Melaney contributed more than photos. She also helped set everything up, which was the first time the books were arranged and displayed.
A kind woman named Blanca and her boys were the first visitors. We talked about choosing “good-fit books,” while they searched for just the right one.
You could tell literacy is important to Blanca by the way she helped her family select books, recruited nearby kids, and sat and read with them on a shady bench. She also offered to donate books when I return. Her oldest son chose Tom Angelberger’s Origami Yoda, even though he had never attempted paper folding before (childhood tragedy averted). I used a Bibliobike flyer to show him how to make a perfect square and agreed to bring some proper origami paper with me next week.

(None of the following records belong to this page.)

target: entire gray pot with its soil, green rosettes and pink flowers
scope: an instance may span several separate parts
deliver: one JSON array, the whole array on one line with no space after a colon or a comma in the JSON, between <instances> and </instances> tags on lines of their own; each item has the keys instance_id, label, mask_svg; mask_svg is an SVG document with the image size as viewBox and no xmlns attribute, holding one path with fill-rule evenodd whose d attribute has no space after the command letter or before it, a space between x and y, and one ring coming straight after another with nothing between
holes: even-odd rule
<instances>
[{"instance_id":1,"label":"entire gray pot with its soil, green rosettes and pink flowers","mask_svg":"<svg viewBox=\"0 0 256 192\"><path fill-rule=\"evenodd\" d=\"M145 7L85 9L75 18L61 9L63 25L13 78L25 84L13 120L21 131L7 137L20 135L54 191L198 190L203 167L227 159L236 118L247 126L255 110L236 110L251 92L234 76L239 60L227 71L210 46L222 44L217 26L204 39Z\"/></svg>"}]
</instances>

Rinne Allen is a photographer of many things beautiful, and a super supportive mother of a former student/old soul/voracious reader. She joined me at Kathwood with her two sons to chat and witness the inaugural Bibliobike visit. As clouds began building in the west, a collective effort to pack everything up began organically. Rinne’s son held the bike while I reconnected the trailer. Nigeria – the Bibliobike superfan of the day who kept coming back to get books for her siblings – and her older brother made sure all the clasps were closed. We double checked the lights to make sure they were on and flashing, and I explained that I like to keep them on what I call “epileptic mode,” to ensure highest visibility once back on the road. In all, fourteen kids came and went between five and seven. Nigeria gently placed the helmet on my head, and I was on my way.
At the start of every school day, students meet a different morning message on the board that includes a creative image and music alongside the respective artists’ names. I discovered Bekka Wright’s Bikeyfaceseries five years ago while searching for humorous cartoons related to cycling to share with the kids. During Morning Meeting, her illustrations spark lively conversations about crashes, college students with minimal driving experience behind the wheels of Fordasuaruses, bike etiquette and safety. This one always lights the DIY fire…

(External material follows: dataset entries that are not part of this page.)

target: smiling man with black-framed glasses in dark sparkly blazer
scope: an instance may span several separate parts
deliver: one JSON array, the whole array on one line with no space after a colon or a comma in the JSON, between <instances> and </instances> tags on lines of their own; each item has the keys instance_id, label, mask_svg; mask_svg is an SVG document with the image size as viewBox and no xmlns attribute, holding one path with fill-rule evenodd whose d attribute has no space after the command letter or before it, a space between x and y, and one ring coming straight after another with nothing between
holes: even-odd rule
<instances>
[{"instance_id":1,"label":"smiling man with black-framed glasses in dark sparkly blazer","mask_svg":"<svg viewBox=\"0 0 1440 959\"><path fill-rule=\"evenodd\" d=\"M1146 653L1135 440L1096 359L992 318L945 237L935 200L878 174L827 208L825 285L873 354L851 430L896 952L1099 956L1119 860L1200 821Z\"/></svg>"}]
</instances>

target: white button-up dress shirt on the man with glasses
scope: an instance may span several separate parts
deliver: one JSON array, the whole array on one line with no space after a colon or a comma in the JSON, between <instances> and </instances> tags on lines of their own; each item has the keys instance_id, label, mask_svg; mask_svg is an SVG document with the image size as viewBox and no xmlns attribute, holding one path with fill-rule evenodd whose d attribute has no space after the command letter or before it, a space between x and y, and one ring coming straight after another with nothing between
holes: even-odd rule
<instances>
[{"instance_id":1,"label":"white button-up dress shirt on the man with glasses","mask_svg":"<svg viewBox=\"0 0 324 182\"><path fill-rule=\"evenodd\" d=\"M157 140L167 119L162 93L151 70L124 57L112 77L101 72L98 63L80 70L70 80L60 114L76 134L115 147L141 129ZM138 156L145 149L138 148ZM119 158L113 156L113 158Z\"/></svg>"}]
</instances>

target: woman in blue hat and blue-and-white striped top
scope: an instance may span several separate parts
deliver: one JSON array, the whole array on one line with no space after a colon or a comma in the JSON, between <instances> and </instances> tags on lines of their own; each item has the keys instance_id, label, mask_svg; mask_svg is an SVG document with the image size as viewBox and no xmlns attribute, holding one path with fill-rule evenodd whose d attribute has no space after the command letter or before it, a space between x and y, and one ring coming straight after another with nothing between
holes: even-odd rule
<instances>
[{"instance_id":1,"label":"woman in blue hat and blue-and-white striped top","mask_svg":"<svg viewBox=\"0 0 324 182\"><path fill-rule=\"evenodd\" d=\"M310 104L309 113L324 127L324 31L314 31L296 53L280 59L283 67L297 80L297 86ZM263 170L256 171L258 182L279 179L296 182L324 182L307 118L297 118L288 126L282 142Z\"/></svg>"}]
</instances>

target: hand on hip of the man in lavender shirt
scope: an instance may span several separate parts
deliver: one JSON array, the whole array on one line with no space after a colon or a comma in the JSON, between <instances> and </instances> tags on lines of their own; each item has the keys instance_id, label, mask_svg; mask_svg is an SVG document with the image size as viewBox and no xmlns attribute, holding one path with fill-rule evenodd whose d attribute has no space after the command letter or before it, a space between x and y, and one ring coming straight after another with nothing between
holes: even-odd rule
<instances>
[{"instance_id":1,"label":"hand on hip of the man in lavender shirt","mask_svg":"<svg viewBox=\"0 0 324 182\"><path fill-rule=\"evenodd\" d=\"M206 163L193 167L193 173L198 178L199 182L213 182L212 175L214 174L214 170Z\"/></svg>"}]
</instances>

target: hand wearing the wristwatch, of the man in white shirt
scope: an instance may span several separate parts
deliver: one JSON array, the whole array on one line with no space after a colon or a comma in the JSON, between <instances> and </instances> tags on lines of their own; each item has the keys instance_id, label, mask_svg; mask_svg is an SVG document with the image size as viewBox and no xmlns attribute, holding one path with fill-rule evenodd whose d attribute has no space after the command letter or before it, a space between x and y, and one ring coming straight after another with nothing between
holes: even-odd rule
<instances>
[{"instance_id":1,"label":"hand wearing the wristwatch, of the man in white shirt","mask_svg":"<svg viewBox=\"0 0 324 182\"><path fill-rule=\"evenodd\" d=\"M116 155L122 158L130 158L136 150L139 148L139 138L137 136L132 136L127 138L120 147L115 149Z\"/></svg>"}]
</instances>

Bibliobike has reignited a fervor sparked back in 2003. Like Bekka Wright, Los Angeles was the unexpected setting of my reintroduction to biking. I pulled up roots that had been spreading throughout Athens since ’95 and followed someone across the country to a tiny apartment in Marina Del Rey. I bought a navy blue single speed beach cruiser with a basket on the front and spent a year surfing, waiting tables, reading and writing. In a sprawling city known for some of the worst traffic in the country, I drove less that year than I ever had before. Without intention, biking had become the default mode of transportation (when not riding a board of some sort). When I moved back to Georgia to teach and be closer to family, I automatically chose a place where I could bike just about everywhere I needed to go.
Hopefully, the Bibliobike will encourage kids and families throughout the community to consider getting out of their cars more often and begin shifting the transportation paradigm.